Court Opinion

ID: 9479686
Source: CourtListenerOpinion
Date Created: 2023-08-05 07:25:44.011563+00
Date Added: 2024-06-11T17:47:12.372718
License: Public Domain

BEAM, Circuit Judge,
concurring in part and dissenting in part.
I concur in parts I, II and III of the affirming opinion which deal with the issues raised by appellant Trotter. However, because I believe that the portion of the affirming opinion dealing with the government’s cross-appeal is conceptually flawed, I respectfully dissent.
This is not a case in which the district court determined the particular account of the United States into which the seized money should flow. This is a situation in which the defendant, through the good offices of the district judge, has satisfied a criminal penalty, a fine amounting to $120,-000, with assets of the United States. Mr. Justice White, in United States v. Monsanto, — U.S. —, 109 S.Ct. 2657, 2665, 105 L.Ed.2d 512 (1989), makes the point:
[The forfeiture statute] states that “[a]ll right, title, and interest in [forfeitable] property ... vests in the United States *159upon the commission of the act giving rise to forfeiture.” 21 U.S.C. § 853(c) (1982 ed., Supp. V). Permitting a defendant to use assets for his private purposes that, under this provision, will become the property of the United States if a conviction occurs, cannot be sanctioned.

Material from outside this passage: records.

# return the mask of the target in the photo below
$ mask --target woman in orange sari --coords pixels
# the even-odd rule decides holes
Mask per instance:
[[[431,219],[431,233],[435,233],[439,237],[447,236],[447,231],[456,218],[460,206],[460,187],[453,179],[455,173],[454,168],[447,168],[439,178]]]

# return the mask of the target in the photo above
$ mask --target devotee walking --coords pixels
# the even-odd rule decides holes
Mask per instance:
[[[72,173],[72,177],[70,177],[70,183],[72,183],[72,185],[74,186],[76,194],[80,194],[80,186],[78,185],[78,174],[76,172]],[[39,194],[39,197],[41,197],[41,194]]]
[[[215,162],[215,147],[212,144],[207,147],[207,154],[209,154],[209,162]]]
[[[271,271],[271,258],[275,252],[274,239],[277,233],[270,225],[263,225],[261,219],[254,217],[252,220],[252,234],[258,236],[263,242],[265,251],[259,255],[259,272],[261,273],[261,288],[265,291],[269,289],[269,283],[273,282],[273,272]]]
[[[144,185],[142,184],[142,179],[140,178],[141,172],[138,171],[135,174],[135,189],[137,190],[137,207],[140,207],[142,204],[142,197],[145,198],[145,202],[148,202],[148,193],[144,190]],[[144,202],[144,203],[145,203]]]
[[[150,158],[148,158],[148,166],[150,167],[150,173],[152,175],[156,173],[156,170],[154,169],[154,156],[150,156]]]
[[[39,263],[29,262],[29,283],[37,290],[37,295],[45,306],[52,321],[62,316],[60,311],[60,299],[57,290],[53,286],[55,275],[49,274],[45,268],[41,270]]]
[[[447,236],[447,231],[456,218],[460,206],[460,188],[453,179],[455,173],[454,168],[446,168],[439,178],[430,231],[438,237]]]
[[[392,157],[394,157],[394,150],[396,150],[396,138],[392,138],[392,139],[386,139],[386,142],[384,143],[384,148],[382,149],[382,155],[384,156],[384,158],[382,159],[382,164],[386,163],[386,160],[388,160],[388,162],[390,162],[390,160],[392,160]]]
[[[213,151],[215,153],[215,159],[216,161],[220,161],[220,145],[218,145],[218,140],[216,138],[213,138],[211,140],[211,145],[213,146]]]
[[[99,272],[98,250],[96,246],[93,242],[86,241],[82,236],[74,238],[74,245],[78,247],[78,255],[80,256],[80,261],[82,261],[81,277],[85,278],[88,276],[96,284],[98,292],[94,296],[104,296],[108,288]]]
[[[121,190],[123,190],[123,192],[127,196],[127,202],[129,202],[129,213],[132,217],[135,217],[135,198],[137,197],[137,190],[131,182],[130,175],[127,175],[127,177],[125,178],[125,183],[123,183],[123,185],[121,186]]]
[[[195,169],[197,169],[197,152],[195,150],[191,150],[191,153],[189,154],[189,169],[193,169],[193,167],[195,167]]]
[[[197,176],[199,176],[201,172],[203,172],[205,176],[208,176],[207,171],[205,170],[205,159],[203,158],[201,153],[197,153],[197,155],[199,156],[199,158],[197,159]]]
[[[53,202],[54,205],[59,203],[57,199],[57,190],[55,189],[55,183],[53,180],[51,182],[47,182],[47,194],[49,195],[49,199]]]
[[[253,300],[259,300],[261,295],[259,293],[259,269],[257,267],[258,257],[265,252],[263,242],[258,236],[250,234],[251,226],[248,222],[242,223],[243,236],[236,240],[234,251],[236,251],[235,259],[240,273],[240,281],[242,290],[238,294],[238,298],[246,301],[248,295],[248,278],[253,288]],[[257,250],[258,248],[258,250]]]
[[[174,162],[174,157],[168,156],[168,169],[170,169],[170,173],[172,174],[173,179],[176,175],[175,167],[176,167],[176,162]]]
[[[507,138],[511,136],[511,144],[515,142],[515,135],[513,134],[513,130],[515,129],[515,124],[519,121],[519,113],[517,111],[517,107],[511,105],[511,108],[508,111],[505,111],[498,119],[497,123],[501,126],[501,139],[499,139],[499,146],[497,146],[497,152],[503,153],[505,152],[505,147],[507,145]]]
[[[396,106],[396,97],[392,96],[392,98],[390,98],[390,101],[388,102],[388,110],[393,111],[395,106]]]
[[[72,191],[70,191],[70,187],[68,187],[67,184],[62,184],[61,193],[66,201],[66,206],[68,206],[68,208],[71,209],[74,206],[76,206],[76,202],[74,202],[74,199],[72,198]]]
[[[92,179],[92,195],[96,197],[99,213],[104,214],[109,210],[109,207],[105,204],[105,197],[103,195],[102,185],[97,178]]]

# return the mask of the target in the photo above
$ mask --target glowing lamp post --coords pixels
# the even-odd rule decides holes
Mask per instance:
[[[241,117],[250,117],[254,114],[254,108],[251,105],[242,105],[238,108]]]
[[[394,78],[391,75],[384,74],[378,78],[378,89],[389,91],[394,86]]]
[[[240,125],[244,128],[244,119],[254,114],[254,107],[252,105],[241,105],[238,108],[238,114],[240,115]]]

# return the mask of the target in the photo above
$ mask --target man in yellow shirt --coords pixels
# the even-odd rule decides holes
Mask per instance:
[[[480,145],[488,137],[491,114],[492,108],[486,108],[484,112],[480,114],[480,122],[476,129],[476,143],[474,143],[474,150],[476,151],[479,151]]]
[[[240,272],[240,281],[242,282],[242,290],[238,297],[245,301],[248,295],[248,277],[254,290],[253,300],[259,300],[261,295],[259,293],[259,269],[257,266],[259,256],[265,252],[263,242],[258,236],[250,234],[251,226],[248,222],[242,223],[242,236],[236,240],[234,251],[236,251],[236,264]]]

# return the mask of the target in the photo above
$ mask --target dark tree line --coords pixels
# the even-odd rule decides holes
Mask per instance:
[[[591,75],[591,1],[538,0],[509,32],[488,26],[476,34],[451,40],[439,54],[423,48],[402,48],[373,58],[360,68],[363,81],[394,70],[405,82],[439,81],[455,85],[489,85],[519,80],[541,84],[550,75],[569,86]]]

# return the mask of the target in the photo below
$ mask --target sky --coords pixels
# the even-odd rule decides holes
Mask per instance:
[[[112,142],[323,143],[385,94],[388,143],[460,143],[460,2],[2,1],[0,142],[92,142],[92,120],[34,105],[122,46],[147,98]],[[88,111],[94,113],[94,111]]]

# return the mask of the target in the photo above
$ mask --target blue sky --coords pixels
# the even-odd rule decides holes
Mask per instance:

Mr. Justice White discusses the legal principles underlying this conclusion in Caplin & Drysdale, Chartered v. United States, — U.S. —, 109 S.Ct. 2646, 2653-54, 105 L.Ed.2d 528 (1989).
It is abundantly clear that the seized assets belonged to the United States at the time „ the criminal penalty was imposed. And, neither a district judge nor a circuit judge has authority to expend the funds of the United States without statutory authority. Although the majority contends that the funds in question were under the “discretionary control” of the district court (without citing the source of this purported power), it cites no authority (and we have found none) that extends this alleged discretion to the payment of a fine imposed upon a criminal defendant with monies of the United States.
The attempted satisfaction of the $120,-000 fine with the seized assets was improper. Accordingly, I concur in the disposition of the appeal of Mr. Trotter and dissent to the holding of the majority in the cross-appeal of the United States.